The Left's "Pack" Mentality


Everything you need to know about the human condition has already been written by H. L. Mencken. He observed nearly 100 years ago that "The chief preoccupation of mankind is to believe passionately in the palpably untrue."


This indisputable "Natural Truth" is one reason why Barack Obama is the political phenomenon among liberals that he is. It is also the reason why Misha Defonseca of Dudley, MA is a best-selling author...and an obvious fraud.


I had never heard of Ms. Defonseca's autobiography, Misha: A Memoire of the Holocaust Years, until I read about it in the Boston Globe-Democrat this morning. This "true story" is a huge hit in Europe, has been translated into 18 languages and the French have made it into a film. If an unrelated lawsuit hadn't stopped US publication, the book would be sitting next to "The Audacity Of Hope" on bookshelves across America.


What's is Misha's story? The Boston Globe-Democrat reports:
In the book, 6-year-old Misha is rescued at school in 1941 when her parents are arrested and deported. She is spirited away to the De Wael family and given a new name, Monique. Unhappy with her host family, she runs away in hopes of finding her parents. Over the next four years she wanders alone across Germany, Poland, Ukraine, Romania, Yugoslavia, across the Adriatic Sea by boat to Italy, then through Italy across the Alps to France and back to Belgium. Along the way, she is sheltered by packs of wolves, kills a German soldier, witnesses an eastbound freight train full of Jews, wanders into the Warsaw Ghetto, and escapes. A 2001
story in The Boston Globe raised questions about the book's veracity, but Defonseca insisted that it was all true. [emphasis added]
Here's a hint: Any book that features the storyline "was raised by a pack of wolves" should immediately go in the "Fiction" section.

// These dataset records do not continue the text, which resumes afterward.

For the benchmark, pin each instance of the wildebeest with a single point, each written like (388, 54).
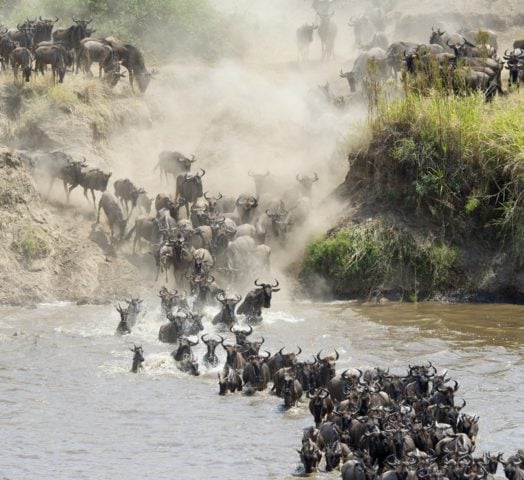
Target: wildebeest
(226, 316)
(189, 187)
(62, 166)
(21, 58)
(126, 192)
(123, 326)
(96, 51)
(210, 357)
(43, 29)
(173, 163)
(138, 358)
(184, 358)
(304, 39)
(327, 31)
(94, 179)
(54, 55)
(133, 60)
(310, 456)
(229, 381)
(291, 391)
(373, 63)
(115, 216)
(257, 299)
(256, 374)
(71, 37)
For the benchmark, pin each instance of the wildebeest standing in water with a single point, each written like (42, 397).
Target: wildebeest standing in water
(21, 58)
(138, 358)
(327, 31)
(114, 215)
(304, 39)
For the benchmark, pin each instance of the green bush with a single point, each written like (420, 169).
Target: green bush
(159, 27)
(365, 258)
(31, 245)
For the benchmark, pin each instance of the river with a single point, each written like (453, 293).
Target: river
(70, 408)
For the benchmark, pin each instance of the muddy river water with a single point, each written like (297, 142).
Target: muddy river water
(70, 408)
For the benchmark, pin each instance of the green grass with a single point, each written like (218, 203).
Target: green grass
(32, 244)
(366, 258)
(458, 156)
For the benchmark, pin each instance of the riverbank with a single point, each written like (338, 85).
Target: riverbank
(435, 202)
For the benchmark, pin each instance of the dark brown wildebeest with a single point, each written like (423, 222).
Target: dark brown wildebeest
(92, 180)
(123, 326)
(229, 381)
(257, 299)
(306, 183)
(210, 357)
(126, 192)
(114, 215)
(304, 39)
(62, 166)
(173, 163)
(71, 37)
(133, 60)
(327, 31)
(54, 55)
(189, 187)
(138, 358)
(43, 29)
(21, 58)
(184, 358)
(226, 316)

If you are a rational person, you won't be surprised to learn that, not only is Misha's story of being raised by wolves untrue, but this little Jewish girl wasn't able to roam in and out of the Warsaw Ghetto at will because a) she was in Belgium at the time; and b) she's not Jewish.

The author now insists that "the story in the book is mine. It is not the actual reality - it was my reality." It's a line that was no doubt well received in the English Lit Department at Harvard. In fact, it summarizes the philosophy of the modern Left on issues from global warming to the threat of Islamism: "Just because what I say isn't true doesn't mean I'm wrong."

Personally, I think Dan Rather and CBS News should sue Ms. Defonseca. Isn't "Fake But Accurate" their line?